そしてカメリアは、博士の腕に包まれて、どうしても、このまま溶けていくような幸福を感じざるをえませんでした。いやよ。本当は男なんて、大嫌い。みんな意地悪なんだもの。でも、どうして、先生は、先生だけは…。
どれだけ時間が経ったものか、やがてカメリアは、胸に十分に愛が満ちて、そっと顔を博士の胸から離し、うつむいて涙を拭きながら、「ごめんなさい、先生」とつぶやきました。「い、いや、僕の方こそ…」博士は、再び自分の腕が自由になり、ほっとしましたが、同時に、カメリアが自分の腕から離れてしまったことを、少し残念がっている自分に気づいて、また混乱しました。
なんなんだこれは。ちょっと待て。落ち着け。よおく考えろ。一体何をしにきたんだ、僕は。博士はずり落ちた眼鏡をなおすと、ようやく一番大事な用を思い出し、袋の中を探って、中からひとつの細長い箱を取り出しました。
「…そう、そうだ。ぼ、僕もね、ようやく、魔法を、いろいろ使えるようになったんだよ。いや、呪文と言っても、けっこう難しいもんだね。ほら、その、Fのね、発音が特殊なんだ。舌をね、かなり無理な感じにねじらないと、言えないんだね。でも練習して、なんとかできるようになったんだ。ほら、見てごらん」
そう言うと、博士はその細長い箱を開けて、二人に見せました。その箱の中には、黄色みがかった薄紅色の、雫の形をした小さな石を、細い銀の鎖に通した、きれいなペンダントが入っていました。
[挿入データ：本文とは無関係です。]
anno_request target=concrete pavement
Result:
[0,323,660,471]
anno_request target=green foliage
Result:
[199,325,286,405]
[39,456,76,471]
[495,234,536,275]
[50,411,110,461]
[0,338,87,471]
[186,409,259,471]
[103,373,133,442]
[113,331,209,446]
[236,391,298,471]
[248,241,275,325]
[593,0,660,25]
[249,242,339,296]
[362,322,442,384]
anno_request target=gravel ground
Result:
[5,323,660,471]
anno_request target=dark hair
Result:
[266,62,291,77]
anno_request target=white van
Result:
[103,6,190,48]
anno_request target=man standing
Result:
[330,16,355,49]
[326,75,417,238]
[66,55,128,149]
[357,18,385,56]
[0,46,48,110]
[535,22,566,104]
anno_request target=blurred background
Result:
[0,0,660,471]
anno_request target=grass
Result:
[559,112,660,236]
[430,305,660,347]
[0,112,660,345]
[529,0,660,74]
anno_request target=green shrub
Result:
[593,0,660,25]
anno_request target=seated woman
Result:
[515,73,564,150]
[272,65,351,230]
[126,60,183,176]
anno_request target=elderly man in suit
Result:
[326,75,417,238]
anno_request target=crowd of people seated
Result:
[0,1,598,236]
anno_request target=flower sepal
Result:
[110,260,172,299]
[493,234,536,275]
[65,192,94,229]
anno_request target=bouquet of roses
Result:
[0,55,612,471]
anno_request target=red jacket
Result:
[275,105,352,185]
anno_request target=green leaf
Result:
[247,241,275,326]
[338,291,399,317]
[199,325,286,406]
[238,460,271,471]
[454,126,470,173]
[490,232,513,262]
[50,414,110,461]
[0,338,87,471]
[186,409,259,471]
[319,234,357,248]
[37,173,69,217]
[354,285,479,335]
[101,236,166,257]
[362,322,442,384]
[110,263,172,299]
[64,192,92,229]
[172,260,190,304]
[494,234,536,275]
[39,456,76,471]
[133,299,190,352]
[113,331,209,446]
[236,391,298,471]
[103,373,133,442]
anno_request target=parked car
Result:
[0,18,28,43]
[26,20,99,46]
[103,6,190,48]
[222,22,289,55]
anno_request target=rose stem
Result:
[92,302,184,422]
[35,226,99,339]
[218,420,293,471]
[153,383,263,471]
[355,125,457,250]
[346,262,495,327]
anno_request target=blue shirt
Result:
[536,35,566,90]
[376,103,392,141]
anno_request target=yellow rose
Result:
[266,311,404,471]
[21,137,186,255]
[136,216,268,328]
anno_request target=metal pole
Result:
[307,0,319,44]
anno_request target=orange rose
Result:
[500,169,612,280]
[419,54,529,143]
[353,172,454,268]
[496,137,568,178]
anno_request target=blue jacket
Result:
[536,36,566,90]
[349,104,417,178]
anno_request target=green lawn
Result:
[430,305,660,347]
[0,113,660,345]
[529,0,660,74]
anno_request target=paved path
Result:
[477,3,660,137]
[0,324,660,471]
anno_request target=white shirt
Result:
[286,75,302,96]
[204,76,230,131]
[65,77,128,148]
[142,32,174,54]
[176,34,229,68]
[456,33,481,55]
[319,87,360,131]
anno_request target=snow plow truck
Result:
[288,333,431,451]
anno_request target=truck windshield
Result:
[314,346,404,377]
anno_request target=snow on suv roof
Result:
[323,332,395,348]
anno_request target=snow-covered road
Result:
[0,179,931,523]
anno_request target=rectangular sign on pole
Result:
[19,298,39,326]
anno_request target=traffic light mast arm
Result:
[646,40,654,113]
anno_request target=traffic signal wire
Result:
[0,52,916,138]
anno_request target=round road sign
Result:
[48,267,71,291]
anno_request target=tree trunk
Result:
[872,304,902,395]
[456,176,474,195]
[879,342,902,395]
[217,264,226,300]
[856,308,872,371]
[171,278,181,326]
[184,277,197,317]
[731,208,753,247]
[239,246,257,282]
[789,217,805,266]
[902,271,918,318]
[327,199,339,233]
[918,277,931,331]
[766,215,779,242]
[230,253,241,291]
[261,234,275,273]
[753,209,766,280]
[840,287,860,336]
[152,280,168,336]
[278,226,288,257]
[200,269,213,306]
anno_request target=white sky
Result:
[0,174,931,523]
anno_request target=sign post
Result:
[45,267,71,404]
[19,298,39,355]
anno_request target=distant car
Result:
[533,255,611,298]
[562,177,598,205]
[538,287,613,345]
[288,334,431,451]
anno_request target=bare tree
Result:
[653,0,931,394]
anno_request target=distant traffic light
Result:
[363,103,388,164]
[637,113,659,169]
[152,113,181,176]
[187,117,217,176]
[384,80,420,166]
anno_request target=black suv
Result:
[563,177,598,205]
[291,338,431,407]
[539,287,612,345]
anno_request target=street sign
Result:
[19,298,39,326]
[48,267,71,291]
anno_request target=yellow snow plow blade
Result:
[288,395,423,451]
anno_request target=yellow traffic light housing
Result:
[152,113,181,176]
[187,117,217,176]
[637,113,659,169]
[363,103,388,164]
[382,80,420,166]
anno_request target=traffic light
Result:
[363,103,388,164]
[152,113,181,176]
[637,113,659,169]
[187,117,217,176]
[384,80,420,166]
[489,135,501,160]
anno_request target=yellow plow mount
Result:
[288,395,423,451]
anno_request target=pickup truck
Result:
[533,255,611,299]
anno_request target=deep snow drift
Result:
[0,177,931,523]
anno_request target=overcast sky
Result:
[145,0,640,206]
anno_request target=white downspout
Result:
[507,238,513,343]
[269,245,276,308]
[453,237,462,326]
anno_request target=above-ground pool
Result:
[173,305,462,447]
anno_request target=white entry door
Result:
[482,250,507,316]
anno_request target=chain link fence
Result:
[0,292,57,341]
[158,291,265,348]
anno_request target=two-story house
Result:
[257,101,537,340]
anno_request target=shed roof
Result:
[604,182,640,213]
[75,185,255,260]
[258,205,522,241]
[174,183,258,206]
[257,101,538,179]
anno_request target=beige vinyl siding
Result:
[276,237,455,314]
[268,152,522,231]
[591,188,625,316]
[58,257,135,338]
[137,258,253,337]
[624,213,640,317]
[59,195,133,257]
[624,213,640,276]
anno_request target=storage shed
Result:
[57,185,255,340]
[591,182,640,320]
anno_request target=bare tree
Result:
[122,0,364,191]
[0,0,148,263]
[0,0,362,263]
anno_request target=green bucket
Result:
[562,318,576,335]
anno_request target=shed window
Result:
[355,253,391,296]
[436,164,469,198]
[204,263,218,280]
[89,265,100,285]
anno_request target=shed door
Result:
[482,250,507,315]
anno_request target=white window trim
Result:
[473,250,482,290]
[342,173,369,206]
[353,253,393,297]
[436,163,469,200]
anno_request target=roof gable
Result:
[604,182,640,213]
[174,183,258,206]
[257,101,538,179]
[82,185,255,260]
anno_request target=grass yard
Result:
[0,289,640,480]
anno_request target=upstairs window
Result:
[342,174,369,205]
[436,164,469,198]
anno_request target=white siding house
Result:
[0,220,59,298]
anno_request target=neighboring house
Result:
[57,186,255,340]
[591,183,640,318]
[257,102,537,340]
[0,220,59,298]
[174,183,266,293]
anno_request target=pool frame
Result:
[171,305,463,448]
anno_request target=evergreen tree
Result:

「月光質薔薇輝石というんだ。普通、薔薇輝石は薔薇色なんだけどね、呪文をかけて、七日ほど月光の中に干しておくと、変質してこうなるんだよ。これがね、その、良いんだ。君の体の毒を抑えることもできるし、君が悪い夢を見たり、つらい思いをするときにね、助けてくれるんだよ。薬と併用して使うといい。眠るときもつけているといいよ。…いやね、僕はね、最初、石のまま、お守り袋に入れて、君にあげようと思ったんだが、君も知ってる通り、僕には生意気な助手がひとりいてね、あんまりだっていうんだよ。それが、女の子へのプレゼントですかって。もっと気のきいたことができないんですかって。なんていうか頑固なやつでね、とにかくそう言ってきかないもんだから、僕も仕方なく、職人に頼んで、こうしてペンダントにしてもらったんだけど…」
カメリアと母親は、せっかく博士が優しい心の贈り物をしてくれようとしているというのに、博士のうろたえようがおかしくて、こらえることができず、ふたり顔を見合わせて、くすくすと笑いだしてしまいました。博士はまた、え?という顔をして、なんでこうなるんだと、ペンダントの箱を持ったまま、ぽかんと二人の顔を見つめていました。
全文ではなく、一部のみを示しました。